Originally Posted by Soroban
Hello, eskimogenius!

I have a truly "clunky" approach to the first part . . .

We have: . $\dfrac{a}{b +\sqrt{c}} + \dfrac{d}{\sqrt{c}} \;=\;\dfrac{(a+d)\sqrt{c} + db}{b\sqrt{c} + c}$

Long division:
. . $\begin{array}{ccccccc}
&&&& \frac{a+d}{b} \\
&& ----- & - & ----- \\
b\sqrt{c} + c & \bigg) & (a+d)\sqrt{c} & + & db \\
&& (a+d)\sqrt{c} & + & \frac{c(a+d)}{b} \\
&& ----- & - & ----- \\
&&&& db - \frac{c(a+d)}{b}\end{array}$

Since the division produces a rational answer, the remainder must be zero.

. . $db - \dfrac{c(a+d)}{b} \;=\;\dfrac{db^2 - c(a+d)}{b} \;=\;0$

Therefore: . $db^2 - c(a+d) \:=\:0$

Wow, truly impressive. I have a question but, how did you know $\dfrac{a+d}{b}$ was the quotient?

Now, there's only the second part of the question :D
• March 7th 2011, 11:28 PM
eskimogenius
Never mind about that second part, my math teacher has solved it. Thank you very much Soroban.
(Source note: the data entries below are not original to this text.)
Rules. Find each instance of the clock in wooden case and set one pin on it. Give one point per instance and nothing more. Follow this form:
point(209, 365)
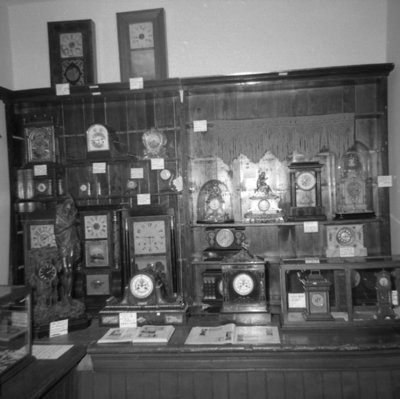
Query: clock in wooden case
point(151, 246)
point(72, 49)
point(142, 44)
point(345, 240)
point(305, 192)
point(244, 288)
point(316, 289)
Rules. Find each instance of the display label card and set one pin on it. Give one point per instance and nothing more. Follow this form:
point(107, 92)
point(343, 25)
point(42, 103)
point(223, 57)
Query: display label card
point(200, 126)
point(127, 319)
point(137, 173)
point(99, 167)
point(385, 181)
point(40, 170)
point(157, 163)
point(310, 227)
point(136, 83)
point(143, 199)
point(62, 89)
point(346, 252)
point(297, 300)
point(59, 327)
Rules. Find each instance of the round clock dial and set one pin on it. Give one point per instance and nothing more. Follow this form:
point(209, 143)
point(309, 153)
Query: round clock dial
point(97, 138)
point(149, 237)
point(243, 284)
point(345, 236)
point(141, 286)
point(306, 181)
point(96, 226)
point(317, 300)
point(47, 272)
point(264, 205)
point(225, 238)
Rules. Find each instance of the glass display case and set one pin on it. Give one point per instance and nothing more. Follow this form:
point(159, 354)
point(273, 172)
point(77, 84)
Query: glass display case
point(15, 330)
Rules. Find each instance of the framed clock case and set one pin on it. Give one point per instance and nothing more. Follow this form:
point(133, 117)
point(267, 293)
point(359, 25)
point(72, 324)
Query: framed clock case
point(72, 46)
point(142, 44)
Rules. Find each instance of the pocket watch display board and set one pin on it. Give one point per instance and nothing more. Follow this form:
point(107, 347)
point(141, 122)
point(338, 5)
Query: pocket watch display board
point(72, 47)
point(244, 288)
point(150, 247)
point(142, 44)
point(305, 191)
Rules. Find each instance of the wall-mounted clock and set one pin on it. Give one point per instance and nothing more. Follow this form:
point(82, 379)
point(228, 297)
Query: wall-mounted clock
point(305, 191)
point(142, 44)
point(72, 49)
point(345, 240)
point(243, 288)
point(150, 246)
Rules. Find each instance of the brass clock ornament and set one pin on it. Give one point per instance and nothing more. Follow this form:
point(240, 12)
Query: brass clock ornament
point(142, 44)
point(346, 240)
point(244, 288)
point(72, 52)
point(305, 192)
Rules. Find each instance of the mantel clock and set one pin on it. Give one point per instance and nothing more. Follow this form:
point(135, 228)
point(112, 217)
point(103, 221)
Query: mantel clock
point(305, 191)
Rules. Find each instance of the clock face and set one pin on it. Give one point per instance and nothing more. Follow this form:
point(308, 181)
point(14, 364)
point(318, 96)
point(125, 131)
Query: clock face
point(141, 286)
point(47, 272)
point(71, 45)
point(149, 237)
point(97, 138)
point(225, 238)
point(264, 205)
point(318, 300)
point(345, 236)
point(42, 235)
point(306, 181)
point(96, 226)
point(243, 284)
point(141, 35)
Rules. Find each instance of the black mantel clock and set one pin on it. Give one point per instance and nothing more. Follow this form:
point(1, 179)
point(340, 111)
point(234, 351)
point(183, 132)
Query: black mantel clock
point(305, 192)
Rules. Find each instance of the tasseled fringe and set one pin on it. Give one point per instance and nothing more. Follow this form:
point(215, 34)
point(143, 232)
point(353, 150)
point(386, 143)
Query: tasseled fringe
point(307, 135)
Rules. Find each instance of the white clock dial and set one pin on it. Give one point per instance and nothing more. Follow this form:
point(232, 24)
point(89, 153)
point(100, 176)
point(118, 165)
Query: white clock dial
point(306, 181)
point(71, 45)
point(141, 286)
point(141, 35)
point(149, 237)
point(243, 284)
point(225, 238)
point(42, 235)
point(96, 226)
point(97, 138)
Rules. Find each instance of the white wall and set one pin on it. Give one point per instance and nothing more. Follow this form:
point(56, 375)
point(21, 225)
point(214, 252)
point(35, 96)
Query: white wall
point(211, 37)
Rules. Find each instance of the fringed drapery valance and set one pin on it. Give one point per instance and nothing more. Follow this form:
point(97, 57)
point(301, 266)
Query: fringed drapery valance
point(307, 135)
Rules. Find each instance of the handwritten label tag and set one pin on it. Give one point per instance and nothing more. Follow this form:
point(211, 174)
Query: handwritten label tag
point(99, 167)
point(143, 199)
point(127, 319)
point(200, 126)
point(157, 163)
point(346, 252)
point(385, 181)
point(135, 83)
point(59, 327)
point(40, 170)
point(297, 300)
point(137, 173)
point(62, 89)
point(310, 227)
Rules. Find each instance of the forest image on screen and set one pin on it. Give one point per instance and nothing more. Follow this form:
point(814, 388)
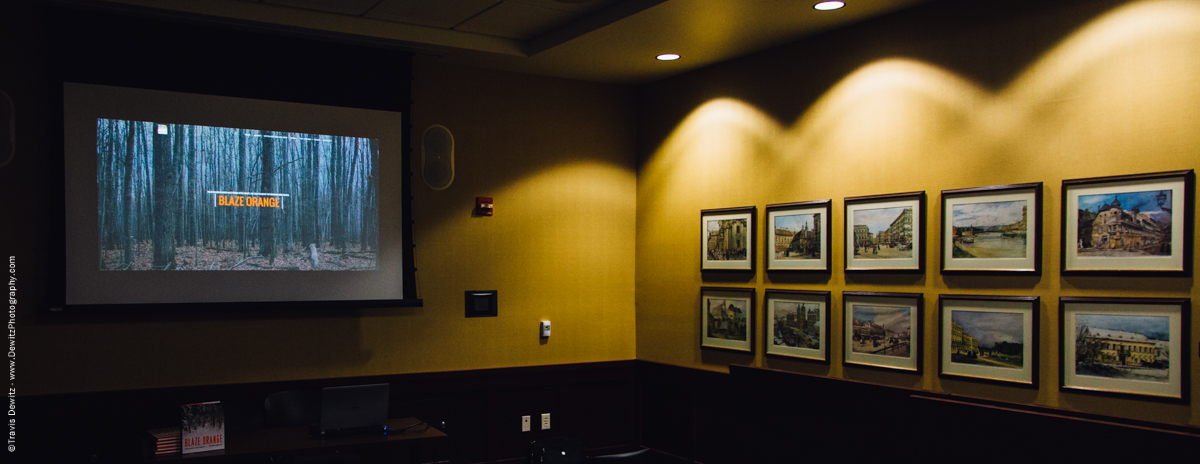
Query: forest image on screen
point(201, 198)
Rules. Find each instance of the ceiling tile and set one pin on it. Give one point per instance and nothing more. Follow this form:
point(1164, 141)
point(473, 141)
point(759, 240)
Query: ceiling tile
point(574, 6)
point(517, 20)
point(355, 7)
point(435, 13)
For those who want to know the solution:

The first fraction that was given when compared to the second fraction: it can be seen that b = 1. Now for it to be true, the above proven equation has to hold.

When you sub b=1 into the proven equation above, it can be seen that $c = \dfrac{d}{a+d}$

However, as a, c and d are positive integers, that fraction has to be less than one, and hence this is impossible because c is a positive integer.

Therefore, the second fraction is never rational.

PS. By fraction I mean everything that is need to be proved irrational and everything that is need to be proved irrational.